Purpose of review Large-scale gene expression profiling has recently been performed on stroke and spinal cord injuries. These studies provide insights into coordinated patterns of gene expression within the injury and the interrelationships of neurodegenerative and neural repair processes after injury. Recent findings The molecular signals for post-stroke angiogenesis begin within hours of initial cerebral ischemia, with sequential increases in message for initially destabilizing combinations of vascular growth factors and growth factor receptors, followed by growth factor combinations that promote endothelial cell division and stabilization. The overlap in molecular signaling between post-stroke angiogenesis, neurogenesis and axonal sprouting suggests a continuum of vascular and neural reorganization in the tissue adjacent to stroke. Inflammation after injury extends through early and late changes in the cytokine message.

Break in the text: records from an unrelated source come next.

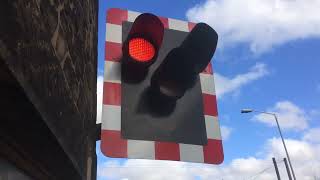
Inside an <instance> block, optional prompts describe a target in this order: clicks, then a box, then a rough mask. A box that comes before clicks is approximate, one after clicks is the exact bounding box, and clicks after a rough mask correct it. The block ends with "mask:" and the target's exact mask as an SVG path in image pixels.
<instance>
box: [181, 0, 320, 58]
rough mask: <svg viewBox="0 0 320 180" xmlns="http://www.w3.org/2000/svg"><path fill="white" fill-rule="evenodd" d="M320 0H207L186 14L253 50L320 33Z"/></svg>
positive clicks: (227, 42)
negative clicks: (319, 11)
mask: <svg viewBox="0 0 320 180" xmlns="http://www.w3.org/2000/svg"><path fill="white" fill-rule="evenodd" d="M319 9H320V0H309V1H306V0H250V1H246V2H244V1H239V0H206V1H205V2H204V3H202V4H198V5H196V6H195V7H193V8H191V9H189V10H188V11H187V13H186V15H187V18H188V19H189V20H190V21H194V22H206V23H208V24H209V25H211V26H212V27H213V28H214V29H216V31H217V32H218V34H219V36H220V38H219V39H220V43H221V42H222V44H224V45H231V44H235V43H248V44H249V45H250V49H251V51H252V52H254V53H261V52H265V51H267V50H269V49H270V48H272V47H273V46H275V45H281V44H284V43H286V42H289V41H293V40H297V39H304V38H312V37H319V36H320V16H319Z"/></svg>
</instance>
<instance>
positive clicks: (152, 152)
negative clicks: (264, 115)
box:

SOCS-3, a negative regulator of cytokine signaling, is increased after injury and may be neuroprotective. Components of an adult neuronal growth program have been identified in the peripheral nervous system during axonal regeneration, with overlap to axonal sprouting after stroke. The gene expression profile of the aged brain suggests an altered central nervous system environment that may exacerbate initial injury and impair neural reorganization after stroke and spinal cord injury. Summary When rigorously tested and independently validated, data from large-scale gene expression analyses provide new insights into the aggregate genetic control of stroke and spinal cord injury, and the interrelationship of important cellular events within the damaged region. These data also highlight novel genes in these processes, and suggest new directions in the investigation of tissue reorganization and repair after central nervous system injury.